Se despertó muerto de frio y con un dolor punzante en el
pecho. Se lo tocó. Sus manos se impregnaron en sangre. ¡Era suya! Entró en
pánico, intentó levantarse, pero…
Volvió a despertarse. Esta vez en una habitación enorme rodeada de
libros y antigüedades por todas partes. Estaba sentado en un sillón orejero.
Frente a él, en otro similar, había un hombre completamente vestido de negro. De
edad indeterminada. Lo miraba fijamente. Su mirada le causaba malestar y calor,
mucho calor… En medio de los dos, había una mesa de cristal. Sobre ella
descansaba un único objeto. Un reloj de arena. La parte inferior estaba
completamente llena. Le entraron unas ganas desmesuradas de levantarse y darle
la vuelta. Aquel hombre, como si le leyera el pensamiento, le dijo con calma,
pero con un tono de voz firme que no daba pie a una negativa:
-No lo hagas. El tiempo de la muerte llegó.

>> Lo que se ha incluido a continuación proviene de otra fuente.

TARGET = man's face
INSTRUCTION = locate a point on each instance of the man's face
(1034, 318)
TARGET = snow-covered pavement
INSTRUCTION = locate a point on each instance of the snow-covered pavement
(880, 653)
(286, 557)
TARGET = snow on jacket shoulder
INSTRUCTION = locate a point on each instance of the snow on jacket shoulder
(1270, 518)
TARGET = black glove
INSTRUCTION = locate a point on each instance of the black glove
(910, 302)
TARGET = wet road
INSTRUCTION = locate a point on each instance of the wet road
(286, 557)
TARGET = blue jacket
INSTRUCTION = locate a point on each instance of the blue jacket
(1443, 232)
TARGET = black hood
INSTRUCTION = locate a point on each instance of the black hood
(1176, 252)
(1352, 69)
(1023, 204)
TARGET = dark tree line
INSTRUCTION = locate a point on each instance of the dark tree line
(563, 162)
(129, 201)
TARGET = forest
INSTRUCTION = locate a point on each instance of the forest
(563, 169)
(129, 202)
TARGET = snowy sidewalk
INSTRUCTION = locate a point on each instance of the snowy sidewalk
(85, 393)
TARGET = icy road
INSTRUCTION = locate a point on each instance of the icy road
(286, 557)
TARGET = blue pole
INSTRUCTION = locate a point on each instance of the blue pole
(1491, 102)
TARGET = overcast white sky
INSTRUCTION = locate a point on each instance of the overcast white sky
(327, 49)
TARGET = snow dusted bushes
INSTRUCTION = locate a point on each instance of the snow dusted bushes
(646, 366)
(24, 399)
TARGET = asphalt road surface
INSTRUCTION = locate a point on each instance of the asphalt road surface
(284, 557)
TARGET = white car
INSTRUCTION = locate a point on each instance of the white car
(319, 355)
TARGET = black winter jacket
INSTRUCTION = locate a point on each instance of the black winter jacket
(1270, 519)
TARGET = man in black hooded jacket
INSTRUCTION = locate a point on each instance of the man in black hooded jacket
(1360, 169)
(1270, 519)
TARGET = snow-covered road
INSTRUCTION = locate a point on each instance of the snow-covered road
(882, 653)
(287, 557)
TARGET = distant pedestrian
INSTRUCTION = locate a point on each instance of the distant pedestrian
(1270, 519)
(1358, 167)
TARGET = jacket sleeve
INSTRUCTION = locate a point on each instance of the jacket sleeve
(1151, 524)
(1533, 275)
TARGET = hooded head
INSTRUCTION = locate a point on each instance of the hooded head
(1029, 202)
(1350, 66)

Entonces… aquella habitación se desvaneció. Se sentía
ligero como una pluma. Flotaba. Estaba pegado al techo al lado de un tubo
fluorescente. Alguien hablaba. Era un hombre con una bata blanca que,
seguramente, en algún momento había estado limpia. Presentaba diversas manchas,
de varias tonalidades, pero las que más predominaban eran, sin duda, las de
color rojo. Había alguien con él. Un
joven. Hablaban. Se colocó a su lado y escuchó: la causa de la muerte de este
hombre fue, sin lugar a dudas, un infarto. Aquel hombre era él.